15. In order to purify your product, put the ether phase back into the separatory funnel and extract it
THREE times with 4 mL of 1.0 M NaOH. Remove the aqueous (bottom) layer each time and leave
the ether (upper) layer in the separatory funnel. The aqueous layers can be combined together after
each extraction. Ensure that your aqueous phase does not contain any ether.
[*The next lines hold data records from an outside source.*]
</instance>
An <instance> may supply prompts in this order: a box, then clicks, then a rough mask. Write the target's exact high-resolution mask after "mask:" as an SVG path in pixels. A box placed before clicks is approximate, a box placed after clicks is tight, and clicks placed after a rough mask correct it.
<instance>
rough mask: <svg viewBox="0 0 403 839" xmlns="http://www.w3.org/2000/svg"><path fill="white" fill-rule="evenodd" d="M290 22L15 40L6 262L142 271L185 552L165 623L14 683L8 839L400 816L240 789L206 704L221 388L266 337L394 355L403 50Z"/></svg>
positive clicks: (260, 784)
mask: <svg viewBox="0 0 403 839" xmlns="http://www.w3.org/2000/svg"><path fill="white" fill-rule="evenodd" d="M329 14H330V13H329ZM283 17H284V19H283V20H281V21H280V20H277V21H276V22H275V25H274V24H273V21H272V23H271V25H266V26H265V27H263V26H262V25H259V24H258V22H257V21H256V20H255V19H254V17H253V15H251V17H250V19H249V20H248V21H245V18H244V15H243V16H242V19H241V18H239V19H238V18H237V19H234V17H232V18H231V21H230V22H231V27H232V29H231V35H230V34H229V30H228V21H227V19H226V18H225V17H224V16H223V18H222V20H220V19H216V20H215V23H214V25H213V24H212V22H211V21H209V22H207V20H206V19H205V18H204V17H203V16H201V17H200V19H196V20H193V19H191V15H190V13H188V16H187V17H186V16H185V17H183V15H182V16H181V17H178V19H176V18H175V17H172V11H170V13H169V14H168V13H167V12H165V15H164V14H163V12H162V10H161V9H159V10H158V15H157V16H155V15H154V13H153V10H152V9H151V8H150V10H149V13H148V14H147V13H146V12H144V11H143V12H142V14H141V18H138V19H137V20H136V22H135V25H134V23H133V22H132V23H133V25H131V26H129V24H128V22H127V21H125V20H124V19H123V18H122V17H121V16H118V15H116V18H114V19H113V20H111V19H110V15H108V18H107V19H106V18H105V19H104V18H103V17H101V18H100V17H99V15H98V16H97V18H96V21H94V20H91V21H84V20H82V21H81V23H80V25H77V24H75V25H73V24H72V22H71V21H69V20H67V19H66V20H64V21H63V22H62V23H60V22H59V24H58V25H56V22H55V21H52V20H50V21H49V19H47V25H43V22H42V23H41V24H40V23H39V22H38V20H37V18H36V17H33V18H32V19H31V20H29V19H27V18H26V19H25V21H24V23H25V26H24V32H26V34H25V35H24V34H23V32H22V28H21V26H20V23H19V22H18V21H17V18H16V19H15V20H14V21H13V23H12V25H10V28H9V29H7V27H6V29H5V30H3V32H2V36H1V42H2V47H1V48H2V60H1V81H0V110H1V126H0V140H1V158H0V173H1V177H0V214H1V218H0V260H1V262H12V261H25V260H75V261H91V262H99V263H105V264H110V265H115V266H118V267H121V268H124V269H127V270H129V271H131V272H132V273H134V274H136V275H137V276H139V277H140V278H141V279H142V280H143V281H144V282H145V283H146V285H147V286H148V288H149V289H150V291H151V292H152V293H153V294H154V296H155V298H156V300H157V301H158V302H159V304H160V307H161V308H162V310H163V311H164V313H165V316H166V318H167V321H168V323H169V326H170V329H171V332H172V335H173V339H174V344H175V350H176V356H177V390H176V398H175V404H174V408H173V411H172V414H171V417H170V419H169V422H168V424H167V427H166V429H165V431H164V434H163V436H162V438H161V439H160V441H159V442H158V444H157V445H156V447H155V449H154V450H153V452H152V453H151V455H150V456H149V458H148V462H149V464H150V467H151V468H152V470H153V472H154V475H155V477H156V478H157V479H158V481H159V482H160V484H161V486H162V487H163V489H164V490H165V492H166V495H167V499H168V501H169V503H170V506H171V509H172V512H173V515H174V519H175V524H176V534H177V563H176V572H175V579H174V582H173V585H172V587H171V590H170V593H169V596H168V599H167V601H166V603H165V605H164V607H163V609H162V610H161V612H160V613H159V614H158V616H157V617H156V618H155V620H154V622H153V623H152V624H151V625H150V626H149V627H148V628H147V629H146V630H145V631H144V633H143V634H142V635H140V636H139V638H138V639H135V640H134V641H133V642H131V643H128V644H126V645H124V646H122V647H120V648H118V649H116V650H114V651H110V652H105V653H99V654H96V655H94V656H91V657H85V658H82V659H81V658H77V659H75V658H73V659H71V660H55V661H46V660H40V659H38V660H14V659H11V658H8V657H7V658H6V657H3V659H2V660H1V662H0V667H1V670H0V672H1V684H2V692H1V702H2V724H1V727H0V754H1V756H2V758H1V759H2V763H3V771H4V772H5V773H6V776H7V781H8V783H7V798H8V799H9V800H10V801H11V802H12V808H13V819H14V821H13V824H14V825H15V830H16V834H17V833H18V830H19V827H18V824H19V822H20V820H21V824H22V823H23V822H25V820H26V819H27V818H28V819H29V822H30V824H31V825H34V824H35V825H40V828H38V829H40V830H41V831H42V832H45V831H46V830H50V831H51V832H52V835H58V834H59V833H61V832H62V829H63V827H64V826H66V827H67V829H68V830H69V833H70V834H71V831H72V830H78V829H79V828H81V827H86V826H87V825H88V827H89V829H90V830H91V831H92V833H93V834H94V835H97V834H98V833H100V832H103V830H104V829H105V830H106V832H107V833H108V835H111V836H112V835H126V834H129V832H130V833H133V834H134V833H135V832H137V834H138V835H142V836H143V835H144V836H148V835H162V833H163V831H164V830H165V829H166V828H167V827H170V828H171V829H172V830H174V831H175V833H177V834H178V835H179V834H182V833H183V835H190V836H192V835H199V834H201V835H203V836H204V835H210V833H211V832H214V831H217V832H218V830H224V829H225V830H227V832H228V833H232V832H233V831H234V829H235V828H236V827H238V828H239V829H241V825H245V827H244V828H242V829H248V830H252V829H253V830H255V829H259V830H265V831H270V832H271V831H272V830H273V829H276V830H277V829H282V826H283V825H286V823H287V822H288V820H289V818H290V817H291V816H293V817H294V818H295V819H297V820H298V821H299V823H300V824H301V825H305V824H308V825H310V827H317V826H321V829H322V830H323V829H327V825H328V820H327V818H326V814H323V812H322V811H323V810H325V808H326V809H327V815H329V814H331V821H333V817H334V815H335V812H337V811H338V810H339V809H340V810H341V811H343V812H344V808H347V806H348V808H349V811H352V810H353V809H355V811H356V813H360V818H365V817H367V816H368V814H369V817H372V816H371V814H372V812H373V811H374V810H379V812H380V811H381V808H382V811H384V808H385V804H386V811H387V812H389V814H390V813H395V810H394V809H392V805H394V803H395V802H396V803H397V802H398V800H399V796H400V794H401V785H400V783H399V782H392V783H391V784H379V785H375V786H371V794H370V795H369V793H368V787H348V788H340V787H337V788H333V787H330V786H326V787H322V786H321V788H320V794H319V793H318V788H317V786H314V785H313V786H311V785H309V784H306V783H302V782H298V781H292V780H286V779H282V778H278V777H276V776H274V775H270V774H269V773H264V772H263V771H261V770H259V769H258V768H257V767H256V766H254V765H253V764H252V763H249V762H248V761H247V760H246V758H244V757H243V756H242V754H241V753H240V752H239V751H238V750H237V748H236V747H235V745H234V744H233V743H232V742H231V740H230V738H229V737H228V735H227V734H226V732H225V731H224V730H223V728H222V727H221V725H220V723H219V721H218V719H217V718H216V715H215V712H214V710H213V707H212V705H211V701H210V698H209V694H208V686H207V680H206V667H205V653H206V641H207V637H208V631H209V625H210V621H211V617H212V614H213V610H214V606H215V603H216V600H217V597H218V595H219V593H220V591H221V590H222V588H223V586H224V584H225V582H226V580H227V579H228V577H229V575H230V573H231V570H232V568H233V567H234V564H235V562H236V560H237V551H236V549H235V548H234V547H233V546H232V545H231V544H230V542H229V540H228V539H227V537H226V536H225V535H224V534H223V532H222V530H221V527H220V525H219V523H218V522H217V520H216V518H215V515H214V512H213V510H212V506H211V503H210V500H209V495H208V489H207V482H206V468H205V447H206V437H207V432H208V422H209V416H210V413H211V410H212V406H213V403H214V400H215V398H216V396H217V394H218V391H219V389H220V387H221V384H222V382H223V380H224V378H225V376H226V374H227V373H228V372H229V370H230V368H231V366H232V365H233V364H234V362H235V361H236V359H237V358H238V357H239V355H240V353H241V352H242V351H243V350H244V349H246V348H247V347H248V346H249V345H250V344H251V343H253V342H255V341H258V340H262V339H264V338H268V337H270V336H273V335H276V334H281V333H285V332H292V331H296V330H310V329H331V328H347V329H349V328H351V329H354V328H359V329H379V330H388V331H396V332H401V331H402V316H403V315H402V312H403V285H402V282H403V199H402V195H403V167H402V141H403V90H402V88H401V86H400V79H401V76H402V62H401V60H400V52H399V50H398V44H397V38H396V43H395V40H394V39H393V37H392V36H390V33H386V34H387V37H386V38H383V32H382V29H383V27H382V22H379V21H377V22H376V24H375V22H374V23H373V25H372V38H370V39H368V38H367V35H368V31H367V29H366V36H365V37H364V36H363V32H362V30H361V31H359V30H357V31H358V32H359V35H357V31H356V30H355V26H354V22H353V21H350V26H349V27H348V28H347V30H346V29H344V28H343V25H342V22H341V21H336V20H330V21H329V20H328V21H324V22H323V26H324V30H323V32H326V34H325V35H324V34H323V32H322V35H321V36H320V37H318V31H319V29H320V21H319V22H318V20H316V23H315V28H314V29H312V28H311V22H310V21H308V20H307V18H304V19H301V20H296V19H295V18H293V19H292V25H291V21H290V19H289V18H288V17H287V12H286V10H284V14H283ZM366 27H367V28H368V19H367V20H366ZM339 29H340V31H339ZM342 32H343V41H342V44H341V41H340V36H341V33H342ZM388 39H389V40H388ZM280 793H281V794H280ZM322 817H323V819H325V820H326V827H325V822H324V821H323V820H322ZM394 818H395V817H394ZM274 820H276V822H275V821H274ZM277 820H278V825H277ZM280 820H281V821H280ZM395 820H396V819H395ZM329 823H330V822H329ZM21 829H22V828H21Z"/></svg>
16. In order to precipitate your product from the water layer, acidify the aqueous phase with concentrated
hydrochloric acid to pH 3. Use pH paper to check the pH of the solution. If precipitate does not form,
try to cool the mixture in an ice bath.
17. Collect the product by vacuum filtration using a Hirsch funnel. Wash the product with two portions
(~2 mL) of water. Dry the product by drawing air through the funnel for a few minutes. Record the
weight of the product.
For your Report
1. Determine the product yield.
2. Obtain an IR spectrum of your product and assign the most important signals.
3. Assign the 1H and 13C NMR spectra of your product.
Equipment Note: Your microscale kit must be COMPLETELY CLEAN when returned to your TA. First
clean and scrub your glassware with soap and water and then make a final rinse with acetone. If your
glassware is still not clean, you may have to rinse them with an acid or base wash.